Вдруг он вскочил, выключил радио, зажег сигарету и в наступившей тишине курил, пока беспризорный столбик пепла не осыпался, разбившись, на костяшки пальцев. И тогда он включил снова. Шел последний раунд. Чех проволок Вудкока по всему рингу. Борьба кончилась.
— Удал, да глуп, — сказал папа и вышел, сперва во двор и стал его подметать, потом в сарай и там колол сланцевые глыбы на черные ромбы, потом выволакивал деревянные колоды, разбивал на сучковатую щепу, и сарай дрожал от ударов. Я сунулся было смотреть, он, не оборачиваясь, на меня шикнул. Мама всех погнала спать. Она приложила палец к губам, и я понял, что горе его я не придумал, только охватить не могу. Всю ночь я лежал без сна и в шесть утра услышал, как он выходит. Я прокрался к лестничному окну и смотрел, и он шел задами к Новой дороге и в руке держал сверток с едой. Но зря я подсматривал. Ничего я не мог высмотреть, и весь день в школе я маялся и дважды уснул на уроке.
— Шш, — сказал брат Коллинз, — давайте потише. А то еще разбудим его. Может, споем колыбельную? Раз, два, три.
Его лицо, когда я открыл глаза, было в миллиметре от меня, но я видел только папу. И удары, когда посыпались, отдавались в ночном сарае, и было почти совсем не больно.

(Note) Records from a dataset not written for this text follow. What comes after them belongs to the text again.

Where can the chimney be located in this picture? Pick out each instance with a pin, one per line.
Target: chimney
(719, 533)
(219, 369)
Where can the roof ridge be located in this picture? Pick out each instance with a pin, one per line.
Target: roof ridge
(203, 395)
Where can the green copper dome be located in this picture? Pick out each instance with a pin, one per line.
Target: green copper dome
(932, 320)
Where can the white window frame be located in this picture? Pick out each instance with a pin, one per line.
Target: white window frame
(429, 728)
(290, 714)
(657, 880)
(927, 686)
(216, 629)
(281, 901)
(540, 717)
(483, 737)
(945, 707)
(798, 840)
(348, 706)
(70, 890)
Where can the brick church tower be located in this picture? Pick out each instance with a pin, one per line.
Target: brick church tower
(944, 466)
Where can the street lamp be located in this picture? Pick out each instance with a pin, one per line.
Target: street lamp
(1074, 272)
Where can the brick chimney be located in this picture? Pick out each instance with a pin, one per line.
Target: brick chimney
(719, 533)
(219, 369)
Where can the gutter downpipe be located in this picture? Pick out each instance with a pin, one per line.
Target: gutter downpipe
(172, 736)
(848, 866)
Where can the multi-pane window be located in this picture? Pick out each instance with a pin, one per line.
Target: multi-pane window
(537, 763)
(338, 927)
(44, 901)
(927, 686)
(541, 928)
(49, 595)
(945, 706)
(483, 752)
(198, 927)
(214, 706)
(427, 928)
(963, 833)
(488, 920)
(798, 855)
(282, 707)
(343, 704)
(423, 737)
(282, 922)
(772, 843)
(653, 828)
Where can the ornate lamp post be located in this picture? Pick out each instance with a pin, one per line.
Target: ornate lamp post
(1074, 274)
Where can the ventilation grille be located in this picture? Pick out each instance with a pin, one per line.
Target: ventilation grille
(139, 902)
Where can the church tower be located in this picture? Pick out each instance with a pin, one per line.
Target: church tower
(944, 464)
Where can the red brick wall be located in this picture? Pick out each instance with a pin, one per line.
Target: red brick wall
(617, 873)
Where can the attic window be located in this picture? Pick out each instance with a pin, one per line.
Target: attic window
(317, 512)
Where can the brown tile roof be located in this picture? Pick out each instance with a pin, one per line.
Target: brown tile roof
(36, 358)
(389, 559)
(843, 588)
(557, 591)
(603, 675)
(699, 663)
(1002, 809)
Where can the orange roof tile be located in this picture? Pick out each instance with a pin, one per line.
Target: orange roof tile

Ни единой душе, даже Лайему, я ни звука не сказал и надеялся, что мама оценит мою верность нашему пакту. Но ничего она не замечала. То, что мы знали оба, стояло между нами. Мне было жалко и ее и его. Себя мне тоже было жалко. Она от меня уходила. Эти ее сжатые губы, эта суровость. С годами она все больше делалась похожа на дедушку с его римской мраморностью. Как бы папиными глазами я следил за скорбными и праздничными годовщинами, которые она, по-моему, могла помнить и отмечать. Начало и конец отношений с Макилени, смерть Эдди, день рожденья Мейв, бегство Макилени, день своей свадьбы, смерть Уны, смерть матери, отца, наши дни рождения, свадьбу Мейв. А у папы, не ведающего про Макилени, кроме кой-каких из этих дат, были свои: та вражда, смерть Ины, — и эти ряды были тесней сплетены, чем он думал, тесней, чем хотелось бы маме. А может, ничего они такого не отмечали, может, им, ей особенно, оставалось одно: забыть, забыть. Кэти запнулась во времени, законсервировалась; ей уже ничего на свете не надо было доказывать; она экономила, как могла, и радовалась появлению внуков — четверых, — и все больше смягчалась к Марку и к ним, и в конце концов они к ней изредка стали наведываться на правах расширенной семьи, пусть экзотической, зато вполне достойной снисхожденья.